# Moss dry start on wood



## bitstream1 (19 Feb 2021)

I'm attempting to dry start fissidens fontanus and riccardia chamedryfolia driftwood. This setup has been going for about two weeks and I wanted to share the progress! I chose to do this because they were small amounts of leftover mosses, and the aquarium wouldn't be ready to set up for some months. I hoped this method would help the moss to propagate rapidly and make the aquarium instantly look more mature.

I initially attempted to use the yogurt method, cutting the pieces very small as I had no blender. Unfortunately, the mix was not thick enough and the yogurt was rinsed off within a couple of days. My next problem was that the wood had never been submerged and was dry. In the first few days, I sprayed the moss every hour, as the wood would absorb any of the water and dry out the moss too quickly. Eventually, I relented and added a pool of water at the base of the aquarium. This has helped with the humidity and now the wood is wet enough that I don't need to spray regularly. I highly recommend waterlogging your wood before a dry start.









As you can see, there is some significant mold (another reason that wood was a poor choice). The dead and browning moss is due to my attempt to kill the mold with flourish excel. This caused much more harm to the moss than the mold... I don't recommend this strategy. The riccardia is starting to show growth and some spreading over the wood which is great! The fissidens suffered the most from my glutaraldehyde attack but is looking like it will make a comeback. One thing that seems to have really spurred on the moss is an addition of ferts to the misting spray a couple of days ago. I assume without the yogurt base, the moss was feeling starved of nutrients.

The top is wrapped with cling film but over the past week, I've added more ventilation until it has become mostly hole. The moss stays moist due to the damp wood, and I am hoping lots of ventilation will control the mold.


----------



## Tim Harrison (19 Feb 2021)

I sprayed my dry start moss with a dilute solution of TNC Complete, 3mls per litre.
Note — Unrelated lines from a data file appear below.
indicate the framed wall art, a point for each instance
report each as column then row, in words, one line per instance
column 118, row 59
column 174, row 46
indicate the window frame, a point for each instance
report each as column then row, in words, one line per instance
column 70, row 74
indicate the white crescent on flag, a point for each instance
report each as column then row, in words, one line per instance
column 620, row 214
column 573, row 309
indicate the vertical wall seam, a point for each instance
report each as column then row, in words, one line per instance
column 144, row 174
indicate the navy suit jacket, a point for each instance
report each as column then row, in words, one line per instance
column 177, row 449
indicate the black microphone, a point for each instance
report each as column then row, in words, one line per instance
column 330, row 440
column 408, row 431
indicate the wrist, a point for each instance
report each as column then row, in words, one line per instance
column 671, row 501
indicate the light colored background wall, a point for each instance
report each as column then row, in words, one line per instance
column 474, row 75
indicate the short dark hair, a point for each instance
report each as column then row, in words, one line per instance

With the light on full for 12 hours a day, growth really took off.


----------



## bitstream1 (22 Mar 2021)

As a quick update, I have now had the tank flooded for a week. There were some serious fungal issues throughout but it didn't seem to affect the growth of the mosses. The fissidens didn't really seem to recover from the death, but the wood does seem to have very small pieces very firmly attached. It might take months, but I'm sure there will be a lush growth of it. The Riccardia is beautiful. Certainly a highlight for me. Photos are hard to take due to it being in an 8 gallon 'fish bowl' but here you go:

The Fissidens wood, with very very small specs of hope for the future:





The beautiful growth of riccadia so far:






Full bowl, not yet grown in but I am optimistic:


----------



## louis_last (22 Mar 2021)

That fissidens will for sure recover in no time at all now it's under water. It's extremely hardy but there is a bit of a misunderstanding about F. fontanus - it's a true aquatic and *does not* grow emersed anywhere other than constant splash zones from waterfalls where it's wet enough that it's basically submerged anyway. Other people will tell you this is incorrect but it's not a matter of opinion, they're simply wrong or have misidentified some other species of fissidens. High humidity is not sufficient for fontanus.  It can survive emersed, it can survive total dessication and regrow, but it simply does not grow emersed. It is an obligate aquatic and for that reason doesn't lend itself particularly well to the dry start method. That's not to say that it won't work but any growth that results in it attaching to the wood is just the fissidens trying to survive in an alien environment and would occur much faster submerged. To the extent that it will survive emersed it's no different than the way in which most house plants wouldn't immediately die if you were to submerge them in a high tech aquarium and may even put out new growth before ultimately rotting away, one of the reasons F. fontanus in particular is quite prone to mold in dry start setups is that some of the fissidens begins to rot. Dry start method for works much better for other fissidens species.
The riccardia looks great though and the whole bowl will be very cool once it grows in. Careful adding shrimp too soon as bigger ones like Amanos can tear off a lot of the delicately attached growth from a dry start before it gets established.
The best way I've found to keep the wood and moss moist enough in a dry start like this is to keep the floor bare, add an inch or two of water and then run an ultrasonic fogger in it. Keeps the wood and moss saturated at all times if needed and you can add ferts to the water reservoir.


----------



## bitstream1 (20 May 2021)

Final update - the riccardia has really taken off. The fissidens is showing promise for the future, though the riccardia is somewhat taking over. The tank is very lush, and I'm happy. A few small issues of algae on the failing bolbitis difformis, but nothing on healthy growth so super proud of this for my first nano high tech. My pair of pea puffers have settled in well too!


----------